By Thomas J. Whitley
Do as I do and not as I say. This seems to be the message of President to Obama to the world when it comes to religious acceptance. But first, the context.
The White House hosted a summit this week that brought together representatives from over 60 countries to discuss how they can individually and cooperatively combat violent extremism. President Obama spoke to attendees on both Wednesday and Thursday. One of Obama’s main messages was that everyone needs to do their part to foster freedom of religion and religious acceptance in their own countries to combat the narrative that the West is at war with Islam because this is “the foundation upon which terrorists build their ideology and by which they try to justify their violence.” This narrative, Obama said, “is an ugly lie.”
The President is right in this regard. Groups like ISIS do use narratives such as this to bolster their message (I just wrote about this here). That this narrative is an “ugly lie,” though, strains credulity as any viewing of the evening news in any number of western countries will demonstrate. Obama did, it should be said, recognize the work that must be done in this regard and challenged his audience toward the work that would make this narrative false.
Obama returned to a recent staple of his when speaking about ISIS and again made normative statements about what does and doesn’t represent Islam. I’ve already written about this rhetoric with regard to ISIS (see here and here) and Obama using the same rhetoric in his speeches at the summit this week is nothing new. What stands out, though, is the juxtaposition in this speech of such a rhetoric with his imperative that religious acceptance is necessary if violent extremism is to be squelched. At one moment Obama says that ISIS represents “twisted interpretations of Islam” and that everyone has “a responsibility to refute the notion that groups like ISIL somehow represent Islam, because that is a falsehood that embraces the terrorist narrative.” Yet it is in this very same speech that he is arguing for acceptance of everyone regardless of religion or ethnicity. Why is ISIS not afforded this same pluralistic acceptance? Obama answered this question quite clearly on Wednesday:
We must never accept the premise that they put forward, because it is a lie. Now should we grant these terrorists the religious legitimacy that they seek. They are not religious leaders — they’re terrorists. [Emphasis added]

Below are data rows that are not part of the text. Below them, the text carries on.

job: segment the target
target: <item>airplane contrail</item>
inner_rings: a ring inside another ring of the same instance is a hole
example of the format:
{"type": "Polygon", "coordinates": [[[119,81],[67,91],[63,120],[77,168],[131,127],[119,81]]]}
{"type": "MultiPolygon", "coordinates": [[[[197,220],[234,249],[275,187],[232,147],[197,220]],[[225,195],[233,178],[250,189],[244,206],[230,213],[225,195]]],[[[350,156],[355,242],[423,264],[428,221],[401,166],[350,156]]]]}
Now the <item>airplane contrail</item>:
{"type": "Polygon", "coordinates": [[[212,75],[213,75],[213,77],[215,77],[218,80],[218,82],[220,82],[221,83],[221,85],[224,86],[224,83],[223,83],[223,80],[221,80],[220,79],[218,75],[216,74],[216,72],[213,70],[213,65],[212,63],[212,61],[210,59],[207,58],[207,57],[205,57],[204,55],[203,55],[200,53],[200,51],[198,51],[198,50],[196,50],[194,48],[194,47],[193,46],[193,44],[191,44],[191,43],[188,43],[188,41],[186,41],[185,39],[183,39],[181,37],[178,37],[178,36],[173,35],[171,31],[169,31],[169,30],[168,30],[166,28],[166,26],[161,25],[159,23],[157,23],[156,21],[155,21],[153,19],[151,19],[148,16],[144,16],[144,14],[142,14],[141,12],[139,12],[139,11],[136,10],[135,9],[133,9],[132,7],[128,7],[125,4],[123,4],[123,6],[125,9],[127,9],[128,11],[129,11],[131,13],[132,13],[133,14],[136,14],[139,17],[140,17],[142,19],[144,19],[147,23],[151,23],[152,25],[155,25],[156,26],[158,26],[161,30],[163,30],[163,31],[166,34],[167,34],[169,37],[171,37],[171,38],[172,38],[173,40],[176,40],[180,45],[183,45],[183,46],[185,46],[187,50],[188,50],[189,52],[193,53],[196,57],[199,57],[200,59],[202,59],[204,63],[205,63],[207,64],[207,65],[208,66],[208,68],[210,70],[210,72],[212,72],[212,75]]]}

Even when Obama’s message is one of religious tolerance and acceptance it does not extend to ISIS because, in his classificatory system, they are not religious, and thereby not worthy of the West’s pluralistic acceptance. Obama and his aides have now moved beyond determining what does and does not count as true Islam (he said on Wednesday that he “reject(s) the notion that terrorists like ISIL genuinely represent Islam.”) to determining what does and does not count as religious. it should go without saying, but apparently does not: Obama’s words here are feeding into the ISIS narrative. Obama is propping up the very “us” vs. “them” dichotomy that he professes is part of the problem (in his Thursday speech he said, “Violent extremists and terrorists thrive when people of different religions or sects pull away from each other and are able to isolate each other and label them as ‘they’ as opposed to ‘us;’ something separate and apart.”). To be sure, he is honest about his attempts to delegitimize ISIS and part of this process is trying to isolate the group by pitting “the more than 1 billion people around the world who do represent Islam” against this small, radical, extremist group of terrorists. But the fact remains that his rhetoric in this regard is not all that different from that of ISIS.
This is further seen in a quote we’ve already looked at wherein President Obama said that everyone has “a responsibility to refute the notion that groups like ISIL somehow represent Islam, because that is a falsehood that embraces the terrorist narrative.” The implication here is that by suggesting that ISIS may “somehow represent Islam,” one is guilty of embracing the terrorist narrative and this means that one is lending legitimacy to the group. J.M. Berger argued in Business Insider today that “religion is not the most useful way to understand ISIS” (this is in response to Graeme Wood’s in depth piece in The Atlantic that came out this week, “What ISIS Really Wants,” from which everyone has cherry-picked the quote “The reality is that the Islamic State is Islamic. Very Islamic.”). Berger’s argument is that ISIS should instead be understood as “identity-based extremism and [as a] millenarian apocalyptic cult.” The points that Berger makes about identity-based groups are good, but he makes the same mistake that Obama makes when he says that,
Religion is therefore of primal importance in the narrative created by an extremist group’s adherents, but a group’s extremism does not naturally proceed from its claimed religious basis.
Berger’s assumption is that there are some things that do “naturally proceed” from a group’s religious basis. Indeed, Obama is exhibiting the same assumption when he speaks of Islam as a religion of peace and of ISIS as “people who have perverted Islam.” That is, according to Obama and Berger, peace and tolerance “naturally proceed” from Islam, whereas apocalypticism and violence do not. We cannot hope to successfully wage a war against the ISIS narrative if we are unwilling to understand the group on its own terms, or, in President Obama’s words, to “embrace the terrorist narrative.”